Look at verse 19. “The creation waits in eager expectation for the sons of God to be revealed.” The creation, including animals, plants and all things, has a hope. Sometimes animals are more spiritually enlightened than sinful man is. For example, God told Balaam not to go with Balaak to curse the Israelites (Nu 22:21ff). But Balaam went anyway to satisfy his greed. Along the way, an angel of the Lord appeared with drawn sword to stop him. To save their lives, Balaam’s donkey would not go forward. Balaam got angry and began to beat his donkey. Finally, the donkey had to explain what God was doing to Balaam. The donkey saw God, but his owner did not.

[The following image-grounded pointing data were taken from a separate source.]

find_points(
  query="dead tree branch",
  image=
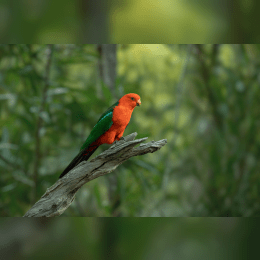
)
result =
(60, 195)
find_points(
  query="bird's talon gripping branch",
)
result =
(109, 127)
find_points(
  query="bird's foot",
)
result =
(122, 138)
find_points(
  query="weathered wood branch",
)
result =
(60, 195)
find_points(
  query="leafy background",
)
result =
(130, 21)
(128, 238)
(203, 98)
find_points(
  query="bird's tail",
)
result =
(83, 155)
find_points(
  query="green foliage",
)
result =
(203, 99)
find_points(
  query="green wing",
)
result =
(103, 124)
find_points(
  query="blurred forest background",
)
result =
(129, 238)
(129, 21)
(203, 98)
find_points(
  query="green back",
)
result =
(103, 124)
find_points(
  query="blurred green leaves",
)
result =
(202, 98)
(134, 21)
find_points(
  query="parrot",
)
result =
(109, 128)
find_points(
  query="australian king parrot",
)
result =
(109, 128)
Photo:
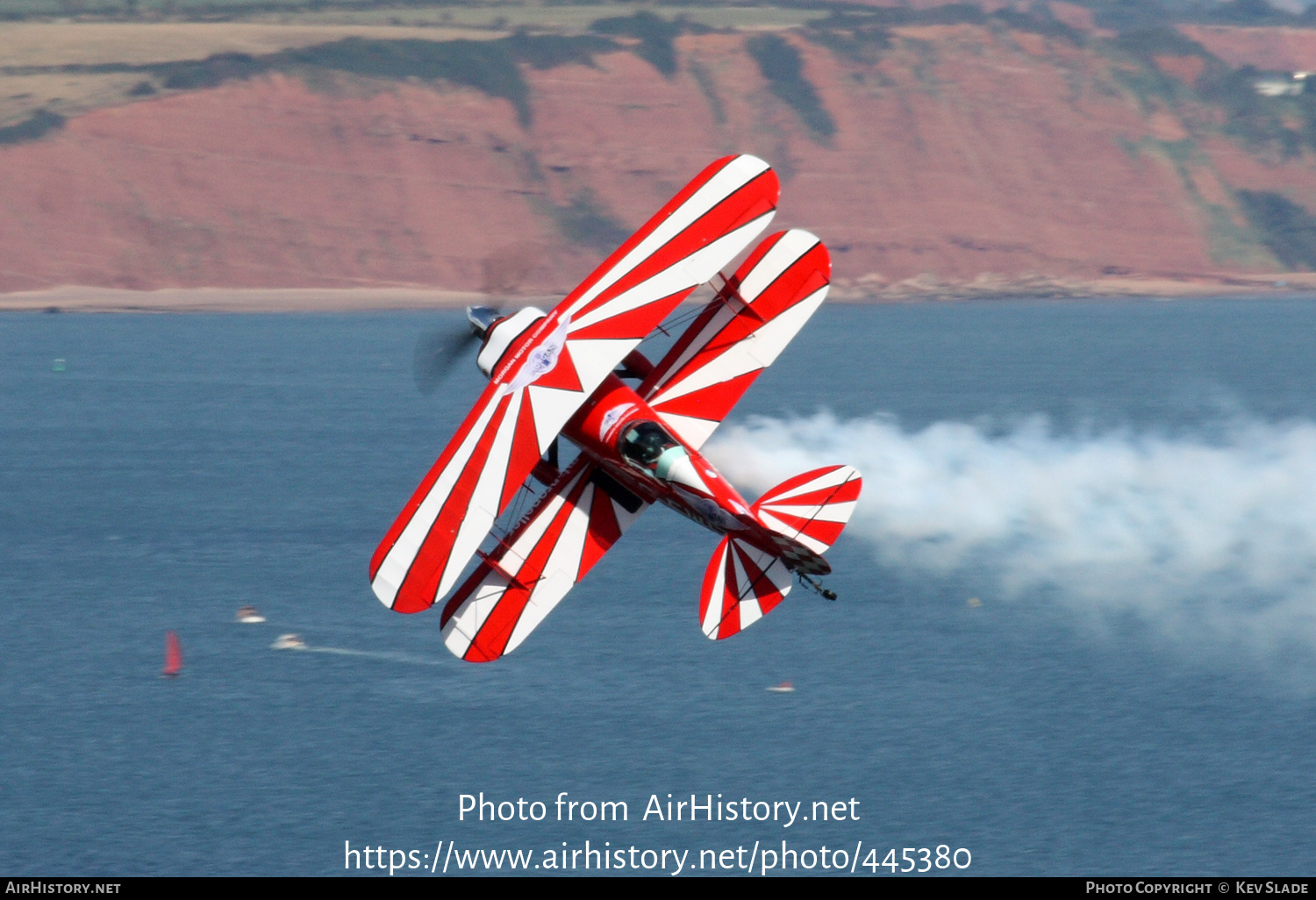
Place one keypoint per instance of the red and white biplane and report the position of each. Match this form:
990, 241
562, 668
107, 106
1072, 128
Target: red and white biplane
562, 374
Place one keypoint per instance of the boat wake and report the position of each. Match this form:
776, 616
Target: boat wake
295, 642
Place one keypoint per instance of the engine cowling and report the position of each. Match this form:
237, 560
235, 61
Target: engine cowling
499, 333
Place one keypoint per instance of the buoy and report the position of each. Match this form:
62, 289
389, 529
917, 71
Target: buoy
173, 655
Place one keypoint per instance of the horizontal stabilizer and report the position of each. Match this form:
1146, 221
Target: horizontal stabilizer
811, 508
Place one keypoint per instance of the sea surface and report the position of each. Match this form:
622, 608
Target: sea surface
181, 466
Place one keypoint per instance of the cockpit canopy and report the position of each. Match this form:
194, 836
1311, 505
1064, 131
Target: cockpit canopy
647, 445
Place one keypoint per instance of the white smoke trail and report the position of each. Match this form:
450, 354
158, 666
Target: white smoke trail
1212, 541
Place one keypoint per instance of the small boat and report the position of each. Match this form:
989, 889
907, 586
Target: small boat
289, 642
173, 655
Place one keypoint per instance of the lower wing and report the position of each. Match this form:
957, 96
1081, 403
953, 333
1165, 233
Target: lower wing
554, 546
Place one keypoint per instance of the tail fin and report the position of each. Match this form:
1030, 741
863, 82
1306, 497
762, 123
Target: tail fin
808, 513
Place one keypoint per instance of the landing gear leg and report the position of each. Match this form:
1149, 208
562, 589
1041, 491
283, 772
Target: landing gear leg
821, 591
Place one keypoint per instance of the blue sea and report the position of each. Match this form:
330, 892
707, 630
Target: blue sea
1074, 632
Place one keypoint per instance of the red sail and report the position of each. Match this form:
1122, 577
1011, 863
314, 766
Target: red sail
173, 655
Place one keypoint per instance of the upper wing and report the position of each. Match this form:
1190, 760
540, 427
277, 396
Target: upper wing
560, 539
739, 334
544, 379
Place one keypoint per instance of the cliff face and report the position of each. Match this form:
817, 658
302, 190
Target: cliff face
960, 153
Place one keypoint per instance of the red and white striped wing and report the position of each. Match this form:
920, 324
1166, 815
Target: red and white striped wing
560, 539
741, 586
544, 379
813, 507
739, 334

Creation has God’s hope for complete restoration. Look at verse 21. “ hope that the creation itself will be liberated from its bondage to decay and brought into the glorious freedom of the children of God.” The creation longs for restoration. In the meantime, it groans to endure the presence of men who do not know God. The creation groans to serve vile and ungodly men who do not know what they are doing. If a tree gives shade to an unbeliever, it cries inwardly. If a chicken is eaten by an ungodly woman, it becomes unbearably sorrowful. When the ocean waves have to support a shipload of wild, party animal people, they lament deeply. Yet, the creation has hope. It is the hope that God’s children will bring about a new era of glorious freedom. Then there will be no more curse. God’s rule will be restored. Creation will once again be holy and blessed to glorify God to the fullest extent. Therefore, when the children of God are revealed, the entire creation will rejoice.

Isaiah foresaw the restoration of God’s righteous rule over man and the world. He prophesied to the redeemed, “You will go out in joy and be led forth in peace; the mountains and hills will burst into song before you, and all the trees of the fields will clap their hands” (Isa 55:12). At a graduation ceremony, the graduates go to the stage one by one to receive their degrees. It is a moment of honor and recognition that acknowledges their status as graduates. As each one takes his or her diploma, parents and friends clap and shout with glad emotion. In the same way, the creation claps and dances and rejoices as the children of God are revealed.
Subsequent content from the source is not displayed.